Quand cette espèce spectaculaire fleurit en Angleterre en 1835, elle fut décrite comme remarquable et extrêmement rare.
 Les premières plantes furent emportées de Sierra Leone par Mr Conrad Loddiges d’Hachney et furent décrites par Lindley comme « Angraecum à longue queue ».
 Il remarqua la longueur inhabituelle de l’éperon, le comparant à Angraecum sesquipedale de Madagascar qui a le plus long éperon connu.
 Un autre trait remarquable de la fleur est la curieuse torsion à la jonction du pédicelle et de l’ovaire qui oblige la fleur à se tenir de telle manière que la lèvre se trouve parallèle à l’axe de l’inflorescence (rachis).
 Habituellement celui-ci est pendant, de telle sorte  que la lèvre est tenue dans une position dressée avec l’entrée de l’éperon à sa base.
 Lorsque la plante, telle qu’elle est illustrée plus loin, est cultivée, l’axe de l’inflorescence reste horizontal.
 La large colonne avec sa coiffe d’anthère voyante et son rostelle est extraordinaire et différente des autres espèces dans le genre Angraecum. 

Peu de temps après la publication de la description de Lindley, cette espèce fut à nouveau décrite par le naturaliste et auteur Constantin Rafinesque, comme le type d’un nouveau genre comptant une seule espèce, Plectrelminthus.
 Ce nom fait allusion à la forme de ver de l’éperon et l’épithète bicolore que Rafinesque utilisa, est bien choisi pour cette espèce.

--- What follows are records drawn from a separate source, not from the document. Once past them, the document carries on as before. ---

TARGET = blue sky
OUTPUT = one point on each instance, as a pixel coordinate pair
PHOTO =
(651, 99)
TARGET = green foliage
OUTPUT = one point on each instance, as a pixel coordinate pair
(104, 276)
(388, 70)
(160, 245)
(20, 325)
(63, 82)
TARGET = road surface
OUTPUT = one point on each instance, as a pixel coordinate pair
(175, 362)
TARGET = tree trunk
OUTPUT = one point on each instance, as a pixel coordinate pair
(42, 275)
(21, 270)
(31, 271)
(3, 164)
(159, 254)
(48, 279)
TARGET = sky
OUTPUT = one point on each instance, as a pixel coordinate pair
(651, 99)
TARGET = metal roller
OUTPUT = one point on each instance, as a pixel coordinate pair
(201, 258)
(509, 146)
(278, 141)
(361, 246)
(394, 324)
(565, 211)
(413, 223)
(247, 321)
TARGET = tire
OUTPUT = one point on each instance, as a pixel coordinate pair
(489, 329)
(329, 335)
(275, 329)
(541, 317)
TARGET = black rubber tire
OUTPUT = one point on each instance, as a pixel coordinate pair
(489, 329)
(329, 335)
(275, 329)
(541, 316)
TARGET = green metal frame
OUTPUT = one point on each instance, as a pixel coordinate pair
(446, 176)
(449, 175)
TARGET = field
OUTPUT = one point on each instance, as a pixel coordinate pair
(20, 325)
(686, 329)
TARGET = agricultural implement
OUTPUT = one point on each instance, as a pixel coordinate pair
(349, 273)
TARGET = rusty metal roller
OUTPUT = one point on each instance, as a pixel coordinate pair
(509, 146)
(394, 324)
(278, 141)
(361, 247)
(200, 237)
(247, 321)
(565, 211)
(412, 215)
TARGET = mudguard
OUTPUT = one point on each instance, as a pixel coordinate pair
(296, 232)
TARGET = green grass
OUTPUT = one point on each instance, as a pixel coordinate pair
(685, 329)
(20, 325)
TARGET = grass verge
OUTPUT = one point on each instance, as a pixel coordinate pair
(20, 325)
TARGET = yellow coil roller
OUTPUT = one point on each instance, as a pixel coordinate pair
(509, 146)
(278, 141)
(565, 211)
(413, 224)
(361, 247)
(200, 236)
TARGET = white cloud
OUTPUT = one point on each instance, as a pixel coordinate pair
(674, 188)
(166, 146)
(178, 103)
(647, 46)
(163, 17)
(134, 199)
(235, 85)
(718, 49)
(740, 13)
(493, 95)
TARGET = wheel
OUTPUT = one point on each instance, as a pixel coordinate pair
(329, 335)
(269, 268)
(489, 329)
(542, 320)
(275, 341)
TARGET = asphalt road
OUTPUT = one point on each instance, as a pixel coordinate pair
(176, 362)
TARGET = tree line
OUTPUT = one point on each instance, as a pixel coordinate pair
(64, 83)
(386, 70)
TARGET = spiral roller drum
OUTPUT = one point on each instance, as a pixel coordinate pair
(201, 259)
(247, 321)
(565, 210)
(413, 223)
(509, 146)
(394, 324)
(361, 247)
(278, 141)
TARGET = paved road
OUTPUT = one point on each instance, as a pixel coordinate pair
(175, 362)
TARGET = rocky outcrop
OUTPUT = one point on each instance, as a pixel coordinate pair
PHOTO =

Bien malheureusement, le nom de Lindley fut publié en premier de telle sorte que cette espèce si  particulière et qui représente un genre par lui-même doit porter l’épithète spécifique caudatus mais devrait conserver, pour être correcte, l’appellation bicolore donnée par Rafinesque.

Bien qu’encore rare en culture, cette espèce est reconnue commune dans différentes parties de l’Afrique occidentale.

Elle est connue dans une large ceinture s’étendant vers l’est à partir de la Guinée française jusqu’au Gabon et au Congo Belge.
 Elle est toujours trouvée dans des régions reconnues comme chaudes et dans des endroits où les plantes sont presque totalement exposées aux forts rayons du soleil équatorial à une altitude de 500m.

Culture:

Elle peut être cultivée en panier suspendu, sur plaque ou soit en pot.
Arrosage : le compost doit sécher entre deux arrosages afin d’éviter le pourrissement des racines.
La période de repos commence vers fin automne jusque fin février.
Il est préférable de la placer dans un endroit chaud et humide, plein soleil mais non direct.
Cette plante exige énormément de luminosité, donc, une fenêtre Est ou Ouest serait idéal.

Traduit d’après :

Orchids of Africa A select review
J.Steward pour le texte
E.F.Hennessy pour l’illustration publié par The Mac Millan Press L.T.D.